The success of these offerings signals the return of liquidity to the venture market. Following these successes, other major startups are preparing for IPOs. The revival of IPO activity is crucial for the entire ecosystem: successful exits allow venture funds to realize profits and reinvest the freed-up capital into new projects, fueling the next growth cycle.

Wave of Mergers and Acquisitions (M&A)

High valuations for startups and fierce competition for markets are pushing the industry toward a new wave of consolidation. Major tech corporations are once again ready to spend billions on strategic acquisitions to strengthen their positions and gain access to leading developments. A number of significant deals in recent months confirm this trend. For instance, Alphabet acquired the Israeli startup Wiz for about $32 billion to bolster its cybersecurity capabilities in cloud services.

The activation of acquisitions is reshaping the balance of power in the industry. Mature startups are either merging with one another or becoming targets for corporations. For venture investors, this opens up opportunities for long-awaited exits through the sale of portfolio companies to strategic players. At the same time, consolidation allows for the removal of redundant competitors from the market and focuses resources on the most promising directions.

Renaissance of the Crypto Industry

The digital asset market is experiencing a new upsurge in the latter half of 2025. Bitcoin has surpassed its historical peak (around $120,000), once again drawing investors' attention to blockchain projects. Major funds are returning to the crypto market, significant funding rounds are happening, and institutional players are launching new products. For example, investment giant BlackRock has introduced a Bitcoin-linked ETF, showcasing increasing institutional recognition of cryptocurrencies.

Defense Technologies and Aerospace at the Forefront

The geopolitical tensions of recent years have led to unprecedented growth in investments in the defense and aerospace sectors. Investments in defense-tech startups have surged significantly: major rounds—such as the ~$2.5 billion raised by American autonomous systems developer Anduril—show investors' willingness to fund security-related projects. Investors (and occasionally governmental bodies) actively support developments in drones, cybersecurity, military AI systems, as well as new space programs and satellite platforms.
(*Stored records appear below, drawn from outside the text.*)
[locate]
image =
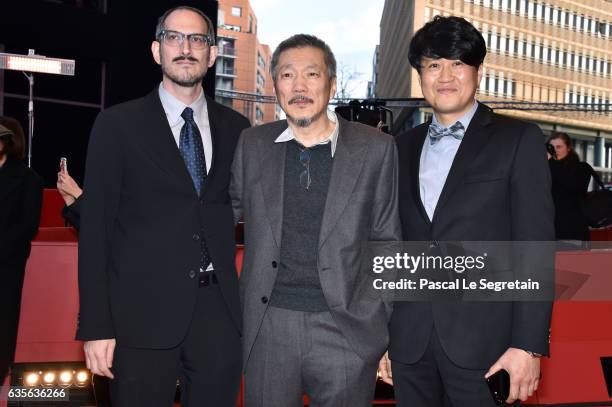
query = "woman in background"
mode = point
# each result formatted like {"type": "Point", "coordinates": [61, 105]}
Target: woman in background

Defense and aerospace sectors are rapidly becoming a new priority for venture funds. Overall, investments in these strategic sectors promise not only commercial advantages but also strategic benefits—making them attractive even to relatively conservative investors.
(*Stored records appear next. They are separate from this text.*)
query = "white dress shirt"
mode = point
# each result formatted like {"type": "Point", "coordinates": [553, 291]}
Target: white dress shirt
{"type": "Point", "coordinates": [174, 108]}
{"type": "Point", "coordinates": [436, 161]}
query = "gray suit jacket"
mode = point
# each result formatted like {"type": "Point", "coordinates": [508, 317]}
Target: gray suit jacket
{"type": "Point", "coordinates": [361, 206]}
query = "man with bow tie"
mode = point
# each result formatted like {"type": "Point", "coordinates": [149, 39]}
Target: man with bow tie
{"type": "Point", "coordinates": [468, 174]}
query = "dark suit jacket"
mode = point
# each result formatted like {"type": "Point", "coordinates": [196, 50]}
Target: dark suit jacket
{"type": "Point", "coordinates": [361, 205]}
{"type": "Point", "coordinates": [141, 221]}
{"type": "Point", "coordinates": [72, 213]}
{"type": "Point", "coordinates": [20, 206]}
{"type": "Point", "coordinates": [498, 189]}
Russia and the CIS: Local Trends Stay Relevant

In 2025, a private fund, Nova VC (around 10 billion rubles), was launched in Russia, and an industry-specific venture fund “New Chemical Industry” (up to 6 billion rubles) was established in Tatarstan to facilitate local innovation development. Authorities are discussing a special law on venture investments. Despite the constraints, startups from the CIS are finding support abroad—for instance, the service Vocal Image (Estonia) secured $3.6 million from a French venture fund.
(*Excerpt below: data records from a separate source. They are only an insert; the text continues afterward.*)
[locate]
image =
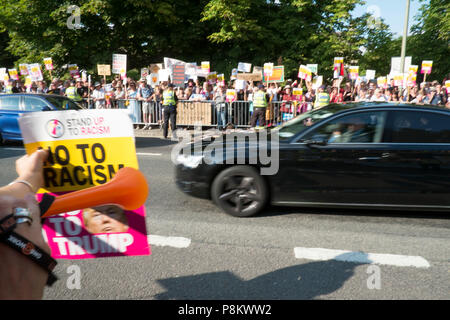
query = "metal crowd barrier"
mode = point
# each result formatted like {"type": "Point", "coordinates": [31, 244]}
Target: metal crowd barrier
{"type": "Point", "coordinates": [205, 113]}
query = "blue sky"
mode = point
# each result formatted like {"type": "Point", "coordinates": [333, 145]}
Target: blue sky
{"type": "Point", "coordinates": [392, 11]}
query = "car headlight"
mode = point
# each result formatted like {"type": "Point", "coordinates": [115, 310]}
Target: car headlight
{"type": "Point", "coordinates": [190, 161]}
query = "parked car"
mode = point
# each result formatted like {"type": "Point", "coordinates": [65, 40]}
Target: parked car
{"type": "Point", "coordinates": [360, 155]}
{"type": "Point", "coordinates": [12, 105]}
Consequently, the venture ecosystem in Russia and the CIS, though still trailing behind Silicon Valley or China in scale, is forming its own infrastructure and success stories. Local funds, government initiatives, and partnerships with friendly foreign players are helping startups in the region grow amidst challenging conditions. For investors, this is a signal that interesting opportunities exist not only on the global stage but also in local markets, which are ready for growth with the right support.